Sherman is famous for, among other dishes, wild rice-crusted walleye, cedar-braised bison, and hunter’s stew with bear meat (or lamb if bears are scarce).
He said he learned his craft the hard way.
“I couldn’t very well go online to learn how to do Native American cooking,” said Sherman, 52, who was born on the Pine Ridge reservation in South Dakota, and now lives in Minneapolis. “Nothing was there. So much of it was lost to history so quickly.”
He read academic books on plants that were used as food and medicines by Native Americans. He learned how to prepare the game meats that provided protein to long-ago ancestors. And he worked in Minnesota restaurants to cook what he calls “colonial food,” derived from European cuisines, to hone his chops in the kitchen.
Many Native Americans have long been unaware of the knowledge gleaned by their forebears. Showing a slide of a bologna sandwich on white bread, Sherman told the 240 people in his audience, “This was Lakota food when I was young.” Also on the menu: unadorned cans bearing the words, “Beef with juices.”
Sherman is wry with a biting wit — “lawns are [expletive] stupid, aren’t they?”
He also shows little reverence for the 250th celebration of the signing of the Declaration of Independence, dismissing the document as a “break-up letter to King George” that described Sherman’s ancestors as “merciless Indian savages.”
When Sherman was done, the crowd moved outside to the Benjamin Franklin Parkway, where ethnobotanist Linda Black Elk, director of education for NATIFS (that’s North American Traditional Indigenous Food Systems), was holding court.
She showed visitors a garden of plants used by Indigenous people that grow easily in Philadelphia, and can be harnessed for use.
Anise hyssopcan be made into a tea that’s “good for the lungs, and helped during COVID,” Black Elk said.
Mountain mint, which battles indigestion, was growing near elder flowers, “one of the most anti-viral plants in the world,” according to Black Elk. “And you can simply grow it in your yard.”
Black Elk added that the well-known “three sisters” — squash, corn, and beans — easily grow at Philadelphia’s latitude as well.

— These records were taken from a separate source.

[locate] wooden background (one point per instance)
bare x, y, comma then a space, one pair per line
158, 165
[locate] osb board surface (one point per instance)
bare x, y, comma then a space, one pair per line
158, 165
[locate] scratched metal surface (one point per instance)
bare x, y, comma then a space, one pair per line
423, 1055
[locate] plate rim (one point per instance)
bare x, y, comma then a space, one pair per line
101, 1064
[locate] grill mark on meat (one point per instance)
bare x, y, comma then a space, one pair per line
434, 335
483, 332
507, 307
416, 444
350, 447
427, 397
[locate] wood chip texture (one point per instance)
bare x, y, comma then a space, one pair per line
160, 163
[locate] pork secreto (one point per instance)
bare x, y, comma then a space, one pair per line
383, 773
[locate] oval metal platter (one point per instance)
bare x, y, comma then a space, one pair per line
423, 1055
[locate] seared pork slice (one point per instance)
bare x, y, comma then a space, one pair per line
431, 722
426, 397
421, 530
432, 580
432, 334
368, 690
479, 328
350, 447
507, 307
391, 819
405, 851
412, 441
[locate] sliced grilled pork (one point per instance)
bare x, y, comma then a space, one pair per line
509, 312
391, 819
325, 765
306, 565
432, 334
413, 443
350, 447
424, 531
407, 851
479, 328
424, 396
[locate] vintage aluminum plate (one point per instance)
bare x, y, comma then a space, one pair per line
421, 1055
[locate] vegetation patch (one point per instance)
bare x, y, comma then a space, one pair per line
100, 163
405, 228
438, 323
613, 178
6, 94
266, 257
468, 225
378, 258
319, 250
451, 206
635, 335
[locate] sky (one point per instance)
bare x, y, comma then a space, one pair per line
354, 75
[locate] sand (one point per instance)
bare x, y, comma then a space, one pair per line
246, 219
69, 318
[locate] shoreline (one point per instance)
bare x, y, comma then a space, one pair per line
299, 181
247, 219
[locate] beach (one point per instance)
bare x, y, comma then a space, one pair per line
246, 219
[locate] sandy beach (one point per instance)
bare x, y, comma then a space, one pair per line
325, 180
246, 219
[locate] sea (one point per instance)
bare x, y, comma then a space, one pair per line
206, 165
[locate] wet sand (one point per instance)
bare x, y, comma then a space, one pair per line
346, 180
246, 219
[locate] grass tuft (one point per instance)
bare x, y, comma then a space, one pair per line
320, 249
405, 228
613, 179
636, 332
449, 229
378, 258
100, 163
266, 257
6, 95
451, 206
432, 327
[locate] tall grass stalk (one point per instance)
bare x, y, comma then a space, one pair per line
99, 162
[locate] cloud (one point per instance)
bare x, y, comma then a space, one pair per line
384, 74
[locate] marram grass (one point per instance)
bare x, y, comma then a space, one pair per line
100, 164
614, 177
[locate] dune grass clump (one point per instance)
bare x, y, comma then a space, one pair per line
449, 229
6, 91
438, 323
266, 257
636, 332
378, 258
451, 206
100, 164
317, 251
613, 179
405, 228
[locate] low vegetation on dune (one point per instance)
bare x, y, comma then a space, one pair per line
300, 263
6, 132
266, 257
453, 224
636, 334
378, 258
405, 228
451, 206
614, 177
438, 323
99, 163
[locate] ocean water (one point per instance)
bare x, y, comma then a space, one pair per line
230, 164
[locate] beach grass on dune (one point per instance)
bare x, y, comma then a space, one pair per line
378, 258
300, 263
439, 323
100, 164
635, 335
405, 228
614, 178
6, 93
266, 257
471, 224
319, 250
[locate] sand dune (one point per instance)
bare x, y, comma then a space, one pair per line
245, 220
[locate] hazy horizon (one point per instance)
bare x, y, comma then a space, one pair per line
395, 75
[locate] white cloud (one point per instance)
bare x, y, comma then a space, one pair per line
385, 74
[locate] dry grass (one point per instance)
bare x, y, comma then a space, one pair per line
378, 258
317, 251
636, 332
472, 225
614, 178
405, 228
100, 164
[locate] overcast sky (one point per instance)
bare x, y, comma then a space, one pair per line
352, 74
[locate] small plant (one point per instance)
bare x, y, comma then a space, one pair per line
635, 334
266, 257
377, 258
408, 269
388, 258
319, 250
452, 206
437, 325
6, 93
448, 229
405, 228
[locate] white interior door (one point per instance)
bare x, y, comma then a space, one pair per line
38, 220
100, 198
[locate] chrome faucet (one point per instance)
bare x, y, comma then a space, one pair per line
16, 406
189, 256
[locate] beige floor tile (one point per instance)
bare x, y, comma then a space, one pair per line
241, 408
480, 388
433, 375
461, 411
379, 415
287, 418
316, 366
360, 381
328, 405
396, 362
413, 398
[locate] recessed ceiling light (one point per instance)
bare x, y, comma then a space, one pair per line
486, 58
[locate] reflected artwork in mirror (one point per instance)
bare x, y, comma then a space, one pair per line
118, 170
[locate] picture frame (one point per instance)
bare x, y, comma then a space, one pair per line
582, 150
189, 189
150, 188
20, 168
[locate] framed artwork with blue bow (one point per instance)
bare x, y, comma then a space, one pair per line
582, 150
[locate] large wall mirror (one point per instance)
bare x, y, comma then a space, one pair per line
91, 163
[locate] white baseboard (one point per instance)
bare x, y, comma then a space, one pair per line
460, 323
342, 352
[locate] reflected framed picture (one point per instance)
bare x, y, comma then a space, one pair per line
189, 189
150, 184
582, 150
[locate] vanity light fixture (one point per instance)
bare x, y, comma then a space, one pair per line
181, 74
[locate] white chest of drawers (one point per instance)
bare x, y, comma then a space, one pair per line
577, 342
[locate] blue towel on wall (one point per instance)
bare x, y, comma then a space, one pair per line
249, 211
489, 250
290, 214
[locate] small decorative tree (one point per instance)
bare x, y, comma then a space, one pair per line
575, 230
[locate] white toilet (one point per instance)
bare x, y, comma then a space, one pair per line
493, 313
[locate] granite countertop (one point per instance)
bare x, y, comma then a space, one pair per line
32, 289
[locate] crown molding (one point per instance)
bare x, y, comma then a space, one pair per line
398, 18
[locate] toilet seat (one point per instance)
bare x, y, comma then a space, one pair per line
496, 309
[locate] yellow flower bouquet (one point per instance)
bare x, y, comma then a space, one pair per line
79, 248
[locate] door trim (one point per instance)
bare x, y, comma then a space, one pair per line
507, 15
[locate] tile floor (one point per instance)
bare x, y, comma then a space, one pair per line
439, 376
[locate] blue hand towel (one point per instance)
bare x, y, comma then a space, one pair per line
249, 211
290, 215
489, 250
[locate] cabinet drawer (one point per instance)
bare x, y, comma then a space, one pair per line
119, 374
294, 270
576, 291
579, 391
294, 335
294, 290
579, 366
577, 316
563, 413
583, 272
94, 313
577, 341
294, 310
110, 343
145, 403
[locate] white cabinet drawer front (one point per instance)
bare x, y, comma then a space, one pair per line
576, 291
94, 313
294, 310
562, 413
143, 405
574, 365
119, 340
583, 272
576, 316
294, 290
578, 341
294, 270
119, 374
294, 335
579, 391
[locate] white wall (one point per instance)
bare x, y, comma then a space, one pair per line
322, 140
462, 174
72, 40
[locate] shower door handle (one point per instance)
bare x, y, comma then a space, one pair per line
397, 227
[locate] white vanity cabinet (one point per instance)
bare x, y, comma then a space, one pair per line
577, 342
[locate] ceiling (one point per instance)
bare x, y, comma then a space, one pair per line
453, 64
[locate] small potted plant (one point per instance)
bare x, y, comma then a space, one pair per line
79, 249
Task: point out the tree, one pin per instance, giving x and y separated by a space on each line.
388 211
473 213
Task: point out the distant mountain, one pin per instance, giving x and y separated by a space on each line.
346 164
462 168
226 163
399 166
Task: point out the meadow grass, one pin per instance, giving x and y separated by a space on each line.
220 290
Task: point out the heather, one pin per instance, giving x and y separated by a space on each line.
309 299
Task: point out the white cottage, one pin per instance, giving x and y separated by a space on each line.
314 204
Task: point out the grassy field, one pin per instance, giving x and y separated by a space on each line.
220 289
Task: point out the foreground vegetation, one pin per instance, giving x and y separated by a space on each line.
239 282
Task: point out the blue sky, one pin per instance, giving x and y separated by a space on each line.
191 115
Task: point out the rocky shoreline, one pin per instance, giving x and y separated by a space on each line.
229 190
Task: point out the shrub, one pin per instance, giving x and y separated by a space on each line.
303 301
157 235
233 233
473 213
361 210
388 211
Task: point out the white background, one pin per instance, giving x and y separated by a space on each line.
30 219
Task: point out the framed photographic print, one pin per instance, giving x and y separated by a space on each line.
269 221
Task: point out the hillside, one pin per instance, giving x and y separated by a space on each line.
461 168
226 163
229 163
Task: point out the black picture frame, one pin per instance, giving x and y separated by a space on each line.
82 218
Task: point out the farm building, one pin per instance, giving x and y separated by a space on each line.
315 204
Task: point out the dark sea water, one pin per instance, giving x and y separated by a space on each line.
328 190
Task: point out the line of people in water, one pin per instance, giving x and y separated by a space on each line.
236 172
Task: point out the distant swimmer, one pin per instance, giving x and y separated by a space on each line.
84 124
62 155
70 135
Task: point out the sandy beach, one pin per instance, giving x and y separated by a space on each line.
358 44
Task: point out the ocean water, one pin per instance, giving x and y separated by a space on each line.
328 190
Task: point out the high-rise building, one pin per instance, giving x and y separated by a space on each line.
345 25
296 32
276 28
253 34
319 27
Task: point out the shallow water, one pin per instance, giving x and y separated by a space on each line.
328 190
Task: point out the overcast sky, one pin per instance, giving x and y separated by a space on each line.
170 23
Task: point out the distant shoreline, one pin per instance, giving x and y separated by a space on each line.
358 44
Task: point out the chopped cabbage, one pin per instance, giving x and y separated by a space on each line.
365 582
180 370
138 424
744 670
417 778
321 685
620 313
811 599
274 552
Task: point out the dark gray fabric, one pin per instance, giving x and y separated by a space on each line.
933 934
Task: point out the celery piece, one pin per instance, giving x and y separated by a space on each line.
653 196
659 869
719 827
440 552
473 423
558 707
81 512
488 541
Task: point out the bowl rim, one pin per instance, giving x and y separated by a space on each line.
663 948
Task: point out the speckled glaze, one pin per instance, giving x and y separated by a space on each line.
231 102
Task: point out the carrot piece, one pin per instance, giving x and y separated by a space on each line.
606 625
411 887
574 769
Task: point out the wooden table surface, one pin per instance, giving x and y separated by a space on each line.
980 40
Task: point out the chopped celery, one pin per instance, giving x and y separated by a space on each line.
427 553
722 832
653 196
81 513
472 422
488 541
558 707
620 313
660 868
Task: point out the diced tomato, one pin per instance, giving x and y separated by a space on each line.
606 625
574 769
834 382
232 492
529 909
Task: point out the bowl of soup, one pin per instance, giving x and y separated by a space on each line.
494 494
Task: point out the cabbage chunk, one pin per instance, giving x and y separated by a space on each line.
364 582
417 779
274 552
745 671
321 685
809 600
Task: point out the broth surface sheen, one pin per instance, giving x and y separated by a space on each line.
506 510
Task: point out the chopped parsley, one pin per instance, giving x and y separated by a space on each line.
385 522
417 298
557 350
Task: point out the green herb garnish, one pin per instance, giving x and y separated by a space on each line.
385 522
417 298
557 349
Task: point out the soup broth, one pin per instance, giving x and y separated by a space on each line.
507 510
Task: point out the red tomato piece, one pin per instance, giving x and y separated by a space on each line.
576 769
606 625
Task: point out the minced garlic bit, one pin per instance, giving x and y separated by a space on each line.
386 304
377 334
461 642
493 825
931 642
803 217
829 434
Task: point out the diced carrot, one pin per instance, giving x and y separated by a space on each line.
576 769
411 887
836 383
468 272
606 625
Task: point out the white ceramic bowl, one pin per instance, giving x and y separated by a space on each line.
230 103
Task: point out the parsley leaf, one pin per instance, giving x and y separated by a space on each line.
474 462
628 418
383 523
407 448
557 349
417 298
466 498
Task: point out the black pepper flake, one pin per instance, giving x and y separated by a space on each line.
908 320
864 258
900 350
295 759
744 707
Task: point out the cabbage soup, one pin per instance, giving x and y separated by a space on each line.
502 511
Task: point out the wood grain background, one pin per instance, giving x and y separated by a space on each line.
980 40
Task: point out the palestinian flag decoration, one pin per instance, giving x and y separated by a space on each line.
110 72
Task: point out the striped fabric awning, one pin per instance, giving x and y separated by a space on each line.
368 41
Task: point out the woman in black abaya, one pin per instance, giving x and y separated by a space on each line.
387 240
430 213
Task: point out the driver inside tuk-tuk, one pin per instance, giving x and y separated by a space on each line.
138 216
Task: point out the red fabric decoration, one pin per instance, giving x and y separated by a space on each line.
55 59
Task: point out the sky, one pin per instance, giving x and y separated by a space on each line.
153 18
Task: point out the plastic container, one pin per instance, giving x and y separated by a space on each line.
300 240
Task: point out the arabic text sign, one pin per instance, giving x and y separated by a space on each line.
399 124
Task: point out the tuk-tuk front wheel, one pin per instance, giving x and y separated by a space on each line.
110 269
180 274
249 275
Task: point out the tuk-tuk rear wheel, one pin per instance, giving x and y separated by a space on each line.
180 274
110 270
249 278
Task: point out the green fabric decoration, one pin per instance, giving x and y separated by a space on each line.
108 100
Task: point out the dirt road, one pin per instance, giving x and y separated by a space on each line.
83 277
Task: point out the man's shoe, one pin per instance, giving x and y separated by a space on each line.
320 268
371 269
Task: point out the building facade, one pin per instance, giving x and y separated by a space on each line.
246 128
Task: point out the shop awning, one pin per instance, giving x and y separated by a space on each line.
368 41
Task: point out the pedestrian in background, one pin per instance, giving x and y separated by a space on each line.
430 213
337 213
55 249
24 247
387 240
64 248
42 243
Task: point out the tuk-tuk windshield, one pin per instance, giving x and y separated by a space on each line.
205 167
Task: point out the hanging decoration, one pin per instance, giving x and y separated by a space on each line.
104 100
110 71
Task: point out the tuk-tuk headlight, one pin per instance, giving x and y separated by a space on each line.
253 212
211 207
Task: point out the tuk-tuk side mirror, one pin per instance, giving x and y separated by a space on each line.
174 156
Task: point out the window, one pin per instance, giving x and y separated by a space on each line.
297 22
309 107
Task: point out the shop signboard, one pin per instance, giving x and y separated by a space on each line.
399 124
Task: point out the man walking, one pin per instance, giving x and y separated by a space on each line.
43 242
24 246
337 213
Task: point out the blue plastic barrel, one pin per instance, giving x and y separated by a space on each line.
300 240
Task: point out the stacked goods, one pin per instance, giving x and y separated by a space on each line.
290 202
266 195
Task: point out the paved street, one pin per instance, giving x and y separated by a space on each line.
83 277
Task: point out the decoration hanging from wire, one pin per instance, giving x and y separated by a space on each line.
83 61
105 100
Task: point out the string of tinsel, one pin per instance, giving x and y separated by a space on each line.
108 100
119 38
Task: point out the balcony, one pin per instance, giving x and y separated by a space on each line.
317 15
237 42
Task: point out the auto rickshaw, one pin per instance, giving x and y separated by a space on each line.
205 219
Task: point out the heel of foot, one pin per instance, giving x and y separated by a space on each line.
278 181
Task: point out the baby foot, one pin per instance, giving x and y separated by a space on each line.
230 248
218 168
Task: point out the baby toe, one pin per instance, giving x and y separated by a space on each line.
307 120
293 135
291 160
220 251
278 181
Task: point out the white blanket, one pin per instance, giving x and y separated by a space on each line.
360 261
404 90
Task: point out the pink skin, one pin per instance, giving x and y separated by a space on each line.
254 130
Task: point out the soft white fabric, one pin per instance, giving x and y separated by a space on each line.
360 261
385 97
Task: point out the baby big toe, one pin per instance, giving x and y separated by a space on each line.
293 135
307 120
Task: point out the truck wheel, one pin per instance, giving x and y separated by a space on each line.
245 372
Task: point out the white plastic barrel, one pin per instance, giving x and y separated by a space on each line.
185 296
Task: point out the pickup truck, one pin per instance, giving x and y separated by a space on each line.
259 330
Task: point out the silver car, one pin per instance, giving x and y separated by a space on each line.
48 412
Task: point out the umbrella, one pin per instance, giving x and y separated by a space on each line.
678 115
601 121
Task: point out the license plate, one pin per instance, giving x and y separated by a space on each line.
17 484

Impressed by the plants, as well as Sherman himself, Lucas Figueroa, 28, of South Philadelphia, an AmeriCorps VISTA volunteer, said, “Food connects everybody to culture and the land. I’m so very passionate about this.”
Sara Marine, 51, an archeologist from Lancaster, praised Sherman for not merely trying to recreate the past, but for “bringing it to life.”
Steps from the garden, visitors were treated to snacks with Native American roots that can be made today with local ingredients: aronia berry granola (with oats and flax seed); sumac honey spritz (made with seltzer); and cornmeal elderberry cookies (sweetened with maple sugar).
Sherman said he wanted his audience to understand that he doesn’t like simply telling people, “this is how we cooked in 1491.” Rather, he said, “I want to show people that we’re moving forward … coming up with food that can be beautiful and hopeful.
“This is real American food. That label isn’t just for the hamburger.”
Sherman’s appearance was presented in partnership with ArtPhilly’s What Now: 2026 festival and WHYY. The event is connected to the Academy’s new exhibition Botany of Nations, on view through Feb. 14, 2027.